Principal of the school, Desrine Smith, said she was pleased with the level of support from parents. She told Western Focus that it is never too early for young children to start thinking about higher education and what career options they wanted to pursue in life.
"We believe that it is good for our kindergarten students to be exposed to career guidance from early," Smith said. "This gives them a headstart to understanding what career choices they will make as they grow older, and it makes it much easier for them to choose just one."
A major highlight of the day's activities was a series of presentations conducted by several professionals, including members of the nursing fraternity, the Jamaica Constabulary Force and the Jamaica Defence Force. Due to firefighters accounting for the most professions represented, Acting Sergeant of the St James Fire Department Syrekie Scott was greeted with a lot of excitement from the little ones, who interacted with him throughout his presentation.

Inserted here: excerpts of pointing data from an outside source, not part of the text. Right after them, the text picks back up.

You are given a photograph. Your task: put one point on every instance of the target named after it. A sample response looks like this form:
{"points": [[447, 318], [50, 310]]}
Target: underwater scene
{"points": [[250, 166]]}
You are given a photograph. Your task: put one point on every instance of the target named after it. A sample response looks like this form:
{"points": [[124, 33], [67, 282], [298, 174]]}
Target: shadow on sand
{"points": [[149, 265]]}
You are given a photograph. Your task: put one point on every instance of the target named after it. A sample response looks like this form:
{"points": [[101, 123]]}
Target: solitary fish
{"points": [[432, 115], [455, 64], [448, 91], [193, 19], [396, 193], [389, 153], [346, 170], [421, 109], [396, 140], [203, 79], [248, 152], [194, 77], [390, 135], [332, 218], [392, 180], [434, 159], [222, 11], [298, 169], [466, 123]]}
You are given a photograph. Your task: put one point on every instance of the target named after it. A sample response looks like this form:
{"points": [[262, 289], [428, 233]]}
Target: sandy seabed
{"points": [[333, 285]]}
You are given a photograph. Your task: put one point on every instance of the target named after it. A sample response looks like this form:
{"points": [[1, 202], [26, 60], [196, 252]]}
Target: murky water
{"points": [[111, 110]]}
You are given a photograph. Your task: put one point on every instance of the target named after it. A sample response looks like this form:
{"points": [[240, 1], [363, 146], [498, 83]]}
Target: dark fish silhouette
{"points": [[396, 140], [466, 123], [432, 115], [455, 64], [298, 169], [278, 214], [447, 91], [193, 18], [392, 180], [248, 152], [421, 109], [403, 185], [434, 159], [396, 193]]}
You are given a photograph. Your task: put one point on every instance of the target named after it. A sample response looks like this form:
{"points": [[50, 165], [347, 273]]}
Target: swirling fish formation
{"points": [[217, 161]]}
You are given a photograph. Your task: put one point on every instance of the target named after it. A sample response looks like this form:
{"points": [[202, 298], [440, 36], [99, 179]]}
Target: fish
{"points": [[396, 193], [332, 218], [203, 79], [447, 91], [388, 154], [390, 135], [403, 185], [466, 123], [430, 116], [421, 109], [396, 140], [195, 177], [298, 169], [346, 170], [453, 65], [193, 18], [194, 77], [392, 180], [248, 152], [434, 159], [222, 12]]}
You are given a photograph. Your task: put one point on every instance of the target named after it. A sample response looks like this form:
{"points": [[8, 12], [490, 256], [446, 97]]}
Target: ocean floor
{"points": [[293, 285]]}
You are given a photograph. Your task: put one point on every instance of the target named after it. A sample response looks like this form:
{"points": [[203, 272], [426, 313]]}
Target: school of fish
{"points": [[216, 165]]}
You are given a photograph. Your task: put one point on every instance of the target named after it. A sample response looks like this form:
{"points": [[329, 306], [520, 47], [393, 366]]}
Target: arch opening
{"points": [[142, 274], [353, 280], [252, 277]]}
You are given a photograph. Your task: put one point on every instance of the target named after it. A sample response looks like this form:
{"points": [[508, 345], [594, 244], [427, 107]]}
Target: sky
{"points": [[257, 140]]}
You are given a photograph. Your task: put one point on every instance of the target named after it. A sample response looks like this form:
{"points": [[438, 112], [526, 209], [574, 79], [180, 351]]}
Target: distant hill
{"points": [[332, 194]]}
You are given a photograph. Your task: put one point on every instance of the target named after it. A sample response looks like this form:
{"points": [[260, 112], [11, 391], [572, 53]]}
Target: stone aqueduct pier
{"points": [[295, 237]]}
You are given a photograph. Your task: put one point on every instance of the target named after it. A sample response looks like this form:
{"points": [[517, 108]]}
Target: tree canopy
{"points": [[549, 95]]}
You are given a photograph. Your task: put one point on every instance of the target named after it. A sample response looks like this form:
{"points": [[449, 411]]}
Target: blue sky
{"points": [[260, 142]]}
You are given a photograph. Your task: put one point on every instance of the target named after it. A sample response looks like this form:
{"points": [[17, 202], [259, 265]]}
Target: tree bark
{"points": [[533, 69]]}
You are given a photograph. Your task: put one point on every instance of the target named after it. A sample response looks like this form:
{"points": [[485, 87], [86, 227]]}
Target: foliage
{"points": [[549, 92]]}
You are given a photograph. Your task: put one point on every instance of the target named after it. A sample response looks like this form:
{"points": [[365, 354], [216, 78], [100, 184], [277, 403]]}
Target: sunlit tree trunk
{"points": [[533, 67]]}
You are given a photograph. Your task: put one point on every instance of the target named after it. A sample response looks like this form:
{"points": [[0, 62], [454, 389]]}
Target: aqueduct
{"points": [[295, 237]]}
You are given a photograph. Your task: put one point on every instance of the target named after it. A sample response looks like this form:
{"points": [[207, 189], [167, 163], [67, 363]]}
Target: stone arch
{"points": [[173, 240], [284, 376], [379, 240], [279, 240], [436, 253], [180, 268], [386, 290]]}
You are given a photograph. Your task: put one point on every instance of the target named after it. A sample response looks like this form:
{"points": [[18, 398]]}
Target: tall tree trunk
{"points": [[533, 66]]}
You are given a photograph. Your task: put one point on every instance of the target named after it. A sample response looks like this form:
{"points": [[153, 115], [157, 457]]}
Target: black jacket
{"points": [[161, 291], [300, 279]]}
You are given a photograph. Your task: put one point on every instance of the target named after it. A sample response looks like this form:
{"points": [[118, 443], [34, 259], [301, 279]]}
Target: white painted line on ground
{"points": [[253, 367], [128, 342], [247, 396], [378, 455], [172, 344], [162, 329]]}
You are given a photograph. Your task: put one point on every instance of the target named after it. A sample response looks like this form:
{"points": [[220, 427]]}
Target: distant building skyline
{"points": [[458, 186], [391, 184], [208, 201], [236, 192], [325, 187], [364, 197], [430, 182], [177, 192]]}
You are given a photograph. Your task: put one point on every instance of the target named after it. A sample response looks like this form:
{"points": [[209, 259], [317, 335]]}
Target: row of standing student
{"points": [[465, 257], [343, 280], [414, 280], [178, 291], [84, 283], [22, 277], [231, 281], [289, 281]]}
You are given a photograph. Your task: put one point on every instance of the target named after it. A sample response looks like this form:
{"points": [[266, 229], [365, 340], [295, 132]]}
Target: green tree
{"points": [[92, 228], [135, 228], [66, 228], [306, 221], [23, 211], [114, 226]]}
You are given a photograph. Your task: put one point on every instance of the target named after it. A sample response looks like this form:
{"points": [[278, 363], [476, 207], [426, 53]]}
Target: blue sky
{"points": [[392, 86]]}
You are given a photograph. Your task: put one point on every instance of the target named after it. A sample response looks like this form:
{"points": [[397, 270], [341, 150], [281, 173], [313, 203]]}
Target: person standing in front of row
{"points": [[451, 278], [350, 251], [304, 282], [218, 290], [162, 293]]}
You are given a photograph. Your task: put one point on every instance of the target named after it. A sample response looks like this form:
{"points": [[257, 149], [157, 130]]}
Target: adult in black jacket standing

As is the nature of kindergarten students, everyone wanted to give their input at the same time, but Scott, who seemed to have a knack for dealing with this age group, expertly guided them through his presentation without much interruption. He followed up with a question-and-answer session at the end, and as a parting treat, allowed the excited budding professionals to briefly try on his helmet.

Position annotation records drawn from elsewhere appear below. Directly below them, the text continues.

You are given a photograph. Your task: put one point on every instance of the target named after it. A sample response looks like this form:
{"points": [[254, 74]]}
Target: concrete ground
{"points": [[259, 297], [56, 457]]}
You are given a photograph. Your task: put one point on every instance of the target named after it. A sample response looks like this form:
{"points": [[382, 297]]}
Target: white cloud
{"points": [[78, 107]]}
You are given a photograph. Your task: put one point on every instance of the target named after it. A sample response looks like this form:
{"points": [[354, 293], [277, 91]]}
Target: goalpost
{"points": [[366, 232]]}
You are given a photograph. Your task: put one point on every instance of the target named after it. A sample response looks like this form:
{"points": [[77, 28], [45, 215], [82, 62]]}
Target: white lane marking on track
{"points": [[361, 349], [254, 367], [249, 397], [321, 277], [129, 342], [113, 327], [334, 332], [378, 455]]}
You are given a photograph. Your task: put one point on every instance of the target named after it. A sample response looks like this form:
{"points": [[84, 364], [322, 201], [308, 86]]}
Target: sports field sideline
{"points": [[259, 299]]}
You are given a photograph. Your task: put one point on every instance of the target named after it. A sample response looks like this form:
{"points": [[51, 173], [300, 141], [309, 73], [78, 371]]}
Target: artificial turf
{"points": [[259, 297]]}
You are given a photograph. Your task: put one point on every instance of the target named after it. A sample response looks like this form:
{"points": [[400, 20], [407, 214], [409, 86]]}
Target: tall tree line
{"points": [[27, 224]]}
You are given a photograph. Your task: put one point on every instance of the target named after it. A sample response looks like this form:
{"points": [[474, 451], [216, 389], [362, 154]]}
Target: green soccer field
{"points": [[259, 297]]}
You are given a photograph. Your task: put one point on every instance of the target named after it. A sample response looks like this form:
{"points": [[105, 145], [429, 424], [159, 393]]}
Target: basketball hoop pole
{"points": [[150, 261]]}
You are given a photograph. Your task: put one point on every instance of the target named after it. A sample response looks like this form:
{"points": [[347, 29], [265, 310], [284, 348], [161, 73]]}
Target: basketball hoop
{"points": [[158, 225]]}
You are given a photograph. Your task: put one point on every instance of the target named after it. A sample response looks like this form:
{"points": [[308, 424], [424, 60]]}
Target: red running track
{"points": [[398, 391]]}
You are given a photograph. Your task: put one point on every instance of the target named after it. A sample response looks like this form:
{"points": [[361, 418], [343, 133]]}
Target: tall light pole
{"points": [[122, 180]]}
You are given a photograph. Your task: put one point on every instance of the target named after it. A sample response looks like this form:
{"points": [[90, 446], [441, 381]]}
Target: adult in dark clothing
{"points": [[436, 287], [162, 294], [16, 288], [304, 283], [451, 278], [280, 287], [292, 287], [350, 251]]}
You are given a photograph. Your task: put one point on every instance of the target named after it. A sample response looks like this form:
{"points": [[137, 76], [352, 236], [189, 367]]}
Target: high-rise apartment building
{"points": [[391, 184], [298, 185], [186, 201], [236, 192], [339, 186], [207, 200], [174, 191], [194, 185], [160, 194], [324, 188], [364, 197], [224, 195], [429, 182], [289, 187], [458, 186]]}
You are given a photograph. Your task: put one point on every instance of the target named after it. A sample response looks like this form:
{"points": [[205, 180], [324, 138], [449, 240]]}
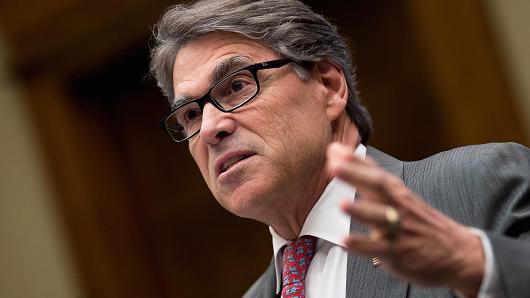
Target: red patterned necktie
{"points": [[296, 258]]}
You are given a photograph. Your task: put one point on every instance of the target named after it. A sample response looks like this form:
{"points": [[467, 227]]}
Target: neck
{"points": [[292, 216]]}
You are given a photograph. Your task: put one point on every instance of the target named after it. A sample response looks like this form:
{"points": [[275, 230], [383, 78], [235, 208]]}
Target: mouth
{"points": [[227, 161]]}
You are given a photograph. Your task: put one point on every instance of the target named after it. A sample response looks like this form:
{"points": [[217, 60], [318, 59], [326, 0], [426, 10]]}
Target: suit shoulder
{"points": [[477, 158], [476, 184]]}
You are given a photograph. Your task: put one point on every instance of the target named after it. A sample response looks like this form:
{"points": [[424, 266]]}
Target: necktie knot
{"points": [[296, 258]]}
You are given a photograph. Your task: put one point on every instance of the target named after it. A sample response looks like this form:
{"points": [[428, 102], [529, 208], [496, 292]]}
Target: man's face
{"points": [[268, 155]]}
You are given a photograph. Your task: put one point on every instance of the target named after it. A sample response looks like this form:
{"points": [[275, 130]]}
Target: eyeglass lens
{"points": [[229, 93]]}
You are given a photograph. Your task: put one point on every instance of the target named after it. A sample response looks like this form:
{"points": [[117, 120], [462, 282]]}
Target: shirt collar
{"points": [[325, 220]]}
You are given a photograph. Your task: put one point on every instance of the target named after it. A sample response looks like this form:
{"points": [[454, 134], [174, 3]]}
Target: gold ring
{"points": [[392, 228]]}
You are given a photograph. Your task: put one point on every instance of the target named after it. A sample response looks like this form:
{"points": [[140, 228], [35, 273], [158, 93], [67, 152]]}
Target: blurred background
{"points": [[96, 201]]}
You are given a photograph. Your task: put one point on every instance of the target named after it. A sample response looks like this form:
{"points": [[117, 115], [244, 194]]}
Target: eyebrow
{"points": [[221, 70]]}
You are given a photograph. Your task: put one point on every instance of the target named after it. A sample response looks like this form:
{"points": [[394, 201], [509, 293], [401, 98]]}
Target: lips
{"points": [[228, 160]]}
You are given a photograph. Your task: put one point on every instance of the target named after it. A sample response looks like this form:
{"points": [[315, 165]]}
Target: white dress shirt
{"points": [[326, 275]]}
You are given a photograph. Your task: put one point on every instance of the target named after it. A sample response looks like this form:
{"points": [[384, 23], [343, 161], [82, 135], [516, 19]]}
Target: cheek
{"points": [[200, 155]]}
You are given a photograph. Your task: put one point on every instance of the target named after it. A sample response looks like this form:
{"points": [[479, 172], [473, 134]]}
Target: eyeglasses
{"points": [[227, 95]]}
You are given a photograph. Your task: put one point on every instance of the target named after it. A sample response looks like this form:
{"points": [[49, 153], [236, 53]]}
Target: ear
{"points": [[334, 82]]}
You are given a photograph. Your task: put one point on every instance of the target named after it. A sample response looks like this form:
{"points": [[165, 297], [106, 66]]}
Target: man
{"points": [[260, 89]]}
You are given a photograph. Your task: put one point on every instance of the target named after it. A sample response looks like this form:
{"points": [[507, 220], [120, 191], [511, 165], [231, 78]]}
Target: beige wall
{"points": [[34, 260], [512, 25]]}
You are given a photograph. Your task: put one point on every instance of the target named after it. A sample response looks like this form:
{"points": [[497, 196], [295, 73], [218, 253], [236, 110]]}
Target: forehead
{"points": [[196, 60]]}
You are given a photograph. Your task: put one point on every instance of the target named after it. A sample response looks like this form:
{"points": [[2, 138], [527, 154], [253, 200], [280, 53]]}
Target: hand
{"points": [[430, 249]]}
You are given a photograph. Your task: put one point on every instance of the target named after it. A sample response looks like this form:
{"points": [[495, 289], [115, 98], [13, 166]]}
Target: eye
{"points": [[237, 86], [191, 114]]}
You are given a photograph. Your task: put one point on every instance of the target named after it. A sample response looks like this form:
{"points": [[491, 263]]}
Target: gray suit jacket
{"points": [[483, 186]]}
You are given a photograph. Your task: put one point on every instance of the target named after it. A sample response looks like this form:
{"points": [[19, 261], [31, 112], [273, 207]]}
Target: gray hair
{"points": [[289, 27]]}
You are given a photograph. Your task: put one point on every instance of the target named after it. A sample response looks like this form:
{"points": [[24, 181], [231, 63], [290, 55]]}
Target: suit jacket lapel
{"points": [[364, 280]]}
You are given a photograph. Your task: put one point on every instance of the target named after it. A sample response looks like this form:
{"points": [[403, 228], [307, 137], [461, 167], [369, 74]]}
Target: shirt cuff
{"points": [[490, 286]]}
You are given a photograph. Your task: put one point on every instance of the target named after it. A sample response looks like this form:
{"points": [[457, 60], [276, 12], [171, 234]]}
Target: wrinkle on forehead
{"points": [[222, 69], [195, 68]]}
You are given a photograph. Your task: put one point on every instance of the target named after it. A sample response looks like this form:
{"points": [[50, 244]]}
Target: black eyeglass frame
{"points": [[207, 98]]}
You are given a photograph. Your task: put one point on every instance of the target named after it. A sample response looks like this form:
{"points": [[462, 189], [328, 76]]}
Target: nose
{"points": [[216, 125]]}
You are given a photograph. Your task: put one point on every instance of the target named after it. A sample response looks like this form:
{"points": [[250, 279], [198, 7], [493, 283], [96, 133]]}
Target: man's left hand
{"points": [[424, 247]]}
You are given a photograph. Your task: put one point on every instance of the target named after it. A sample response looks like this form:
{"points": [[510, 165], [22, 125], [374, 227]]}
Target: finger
{"points": [[367, 212], [365, 246]]}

Scott explained his passion for firefighting and why he found it necessary to participate in career day at the school.
"In years gone by, firefighters have been stigmatised by sayings that we are very lackadaisical and lazy. We intend to create an awareness to let everyone know that this stereotype is wrong. We want to show the public that we are very professional, and we are very dynamic. We are not just out there to extinguish fires, but we also do a lot more," he told Western Focus.
"If you notice, everyone wants to become a police, lawyer, doctor, etc, but what we are doing is broadening the scope to let the children understand that a career choice to become a firefighter is a very exciting one, and it's also a very profitable and fun field," he said.